First off, welcome to the forum, Brother! Second, thank you for sharing that about yourself. It is always good to hear of someone that has overcome something like that. Esepcially with help from the Scottish Rite. Have you joined the Scottish Rite, or are you just in the Blue Lodge? If you get a chance and haven't done so yet, you ought to stop by the Dallas Scottish Rite Temple there in Dallas and take a tour. Really amazing. Tomorrow (Friday) I am moving from just North of Austin to Denton which is just North of Dallas and Fort Worth, so I really can't help you on locating an active lodge, but I am sure that you will find one. I got to visit some of the lodges around the area in the last few weeks while I was up in the area searching for a place and I met a lot of welcoming Brothers. In fact, while visiting the lodges up there I had to admit that I don't think that I have felt more welcome than those men made me feel up there.

Again, welcome to the forum and thanks for sharing!


----------



## RTidwell

Thanks for the welcome.

owls84, I wish I could have made it to the degree but I have other plans for tonight. Let me know how it goes. I have always enjoyed working the degrees. I do have to say that the SW in the FC degree is one of my favorites right along with the 2R in MM degree. My home lodge had a winding stair case with correct number of steps but sadly we never used it.

Bro. Stedman, I am a member of the Austin Scotish Rite, Yorke Rite, Ben Hur Shrine, and the Austin FMRC chapter. I havent been to the Dallas Scottish Rite Temple yet but I would like to. I also want to head over to the one in Ft. Worth, I pass right by it on the way to and from work. What part of "just north of Austin" are you moving from? I used to live on the Travis/Wilco line in almost Round Rock.

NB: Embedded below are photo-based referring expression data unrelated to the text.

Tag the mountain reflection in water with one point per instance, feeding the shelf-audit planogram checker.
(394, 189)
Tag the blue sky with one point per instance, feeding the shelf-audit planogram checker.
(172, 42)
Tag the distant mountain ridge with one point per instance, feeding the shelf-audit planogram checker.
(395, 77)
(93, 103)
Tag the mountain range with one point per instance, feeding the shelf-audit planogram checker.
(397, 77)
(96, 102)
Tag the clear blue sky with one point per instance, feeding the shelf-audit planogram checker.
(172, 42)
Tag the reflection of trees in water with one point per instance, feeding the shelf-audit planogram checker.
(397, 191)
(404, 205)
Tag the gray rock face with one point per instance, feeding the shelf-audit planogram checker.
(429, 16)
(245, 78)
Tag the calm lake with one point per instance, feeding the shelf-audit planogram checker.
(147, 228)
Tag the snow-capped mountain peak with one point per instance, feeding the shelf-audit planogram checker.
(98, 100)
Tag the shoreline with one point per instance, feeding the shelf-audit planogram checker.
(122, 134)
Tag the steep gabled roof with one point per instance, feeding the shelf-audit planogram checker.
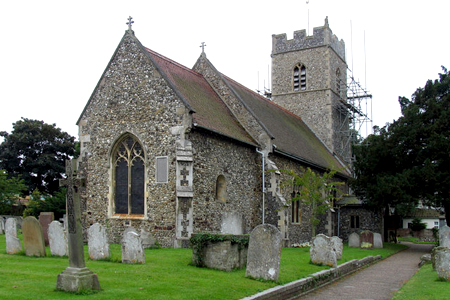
(292, 136)
(209, 110)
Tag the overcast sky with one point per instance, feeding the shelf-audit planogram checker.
(54, 52)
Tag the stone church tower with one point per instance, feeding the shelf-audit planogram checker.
(309, 79)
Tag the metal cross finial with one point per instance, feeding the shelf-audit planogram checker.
(203, 45)
(130, 23)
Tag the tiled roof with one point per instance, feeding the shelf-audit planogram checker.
(209, 110)
(291, 135)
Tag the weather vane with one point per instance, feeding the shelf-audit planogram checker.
(130, 23)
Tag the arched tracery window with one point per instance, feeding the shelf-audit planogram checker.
(129, 176)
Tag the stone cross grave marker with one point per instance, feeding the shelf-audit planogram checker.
(57, 238)
(98, 242)
(33, 237)
(264, 253)
(13, 245)
(354, 240)
(77, 276)
(45, 218)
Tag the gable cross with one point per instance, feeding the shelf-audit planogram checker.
(130, 22)
(203, 45)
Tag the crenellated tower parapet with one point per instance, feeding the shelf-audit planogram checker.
(322, 36)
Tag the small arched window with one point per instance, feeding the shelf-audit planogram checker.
(299, 78)
(221, 188)
(129, 176)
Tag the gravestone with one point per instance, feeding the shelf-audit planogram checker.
(13, 245)
(98, 242)
(45, 218)
(33, 237)
(57, 238)
(132, 249)
(322, 252)
(264, 253)
(377, 241)
(338, 246)
(354, 240)
(76, 276)
(444, 236)
(366, 239)
(442, 263)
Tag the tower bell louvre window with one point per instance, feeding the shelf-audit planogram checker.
(299, 78)
(129, 170)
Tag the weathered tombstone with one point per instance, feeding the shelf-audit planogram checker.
(33, 237)
(322, 252)
(377, 240)
(338, 246)
(442, 263)
(57, 238)
(264, 253)
(13, 245)
(132, 249)
(45, 218)
(354, 240)
(98, 242)
(77, 276)
(366, 239)
(444, 236)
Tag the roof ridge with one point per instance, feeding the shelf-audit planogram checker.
(172, 61)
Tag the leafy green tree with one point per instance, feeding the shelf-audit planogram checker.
(315, 191)
(37, 151)
(409, 160)
(10, 190)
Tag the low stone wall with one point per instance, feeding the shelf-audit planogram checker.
(223, 252)
(296, 288)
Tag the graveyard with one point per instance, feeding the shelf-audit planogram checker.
(166, 274)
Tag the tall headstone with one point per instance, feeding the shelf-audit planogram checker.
(264, 253)
(444, 236)
(77, 276)
(366, 239)
(13, 245)
(57, 238)
(45, 218)
(354, 240)
(377, 240)
(98, 242)
(322, 251)
(33, 237)
(132, 248)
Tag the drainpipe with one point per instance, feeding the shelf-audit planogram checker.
(264, 181)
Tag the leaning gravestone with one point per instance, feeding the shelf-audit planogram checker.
(132, 249)
(13, 245)
(76, 277)
(98, 242)
(377, 240)
(264, 253)
(45, 218)
(442, 263)
(444, 236)
(338, 246)
(366, 239)
(57, 238)
(33, 237)
(354, 240)
(322, 252)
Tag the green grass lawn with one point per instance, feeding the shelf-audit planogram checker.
(425, 284)
(167, 274)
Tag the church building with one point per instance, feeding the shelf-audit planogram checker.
(173, 150)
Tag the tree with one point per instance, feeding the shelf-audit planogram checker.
(10, 191)
(315, 191)
(409, 160)
(37, 151)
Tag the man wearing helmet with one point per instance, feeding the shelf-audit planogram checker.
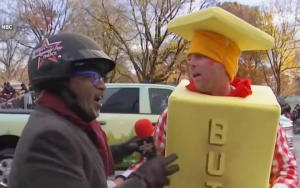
(62, 144)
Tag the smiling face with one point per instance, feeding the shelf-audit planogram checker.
(209, 76)
(89, 88)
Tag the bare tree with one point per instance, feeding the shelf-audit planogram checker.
(12, 55)
(140, 29)
(279, 23)
(41, 18)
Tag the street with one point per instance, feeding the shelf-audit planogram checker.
(297, 147)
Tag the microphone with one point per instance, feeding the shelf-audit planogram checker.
(144, 130)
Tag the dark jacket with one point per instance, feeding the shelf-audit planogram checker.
(52, 152)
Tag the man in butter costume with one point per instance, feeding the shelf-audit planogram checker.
(213, 64)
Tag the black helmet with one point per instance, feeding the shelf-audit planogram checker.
(57, 55)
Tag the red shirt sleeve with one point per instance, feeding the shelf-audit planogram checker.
(284, 165)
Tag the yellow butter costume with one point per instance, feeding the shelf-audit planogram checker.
(227, 142)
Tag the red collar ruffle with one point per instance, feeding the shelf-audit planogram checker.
(242, 87)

If any of you happen to know Bro. Tom Snyder out of I think it was Corinth please let me know how he is doing.  He used hold a state office in the York Rite.  I had heard a while back that he had surgry but never found out how it went.  Sadly I have lost his number and need to get back in touch with him.


----------



## Michaelstedman81

RTidwell said:


> Bro. Stedman, I am a member of the Austin Scotish Rite, Yorke Rite, Ben Hur Shrine, and the Austin FMRC chapter. I havent been to the Dallas Scottish Rite Temple yet but I would like to. I also want to head over to the one in Ft. Worth, I pass right by it on the way to and from work. What part of "just north of Austin" are you moving from? I used to live on the Travis/Wilco line in almost Round Rock.


 

I am moving from the Burnet/Marble Falls area. My family is still out there. I was initiated out at Valley Lodge #175 there in Burnet and my father is still a MM out there. I also do want to visit the Fort Worth Scottish Rite. I didn't even know they had one out there till about a month ago when I was visiting with the Brothers at the Dallas Scottish Rite. I hope to get to check it out sometime soon.


----------



## RTidwell

I used to head out that way all the time.  I would normally stop by the blue bonnet.  Their chocolate pie tastes just like the ones my grandmother used to make.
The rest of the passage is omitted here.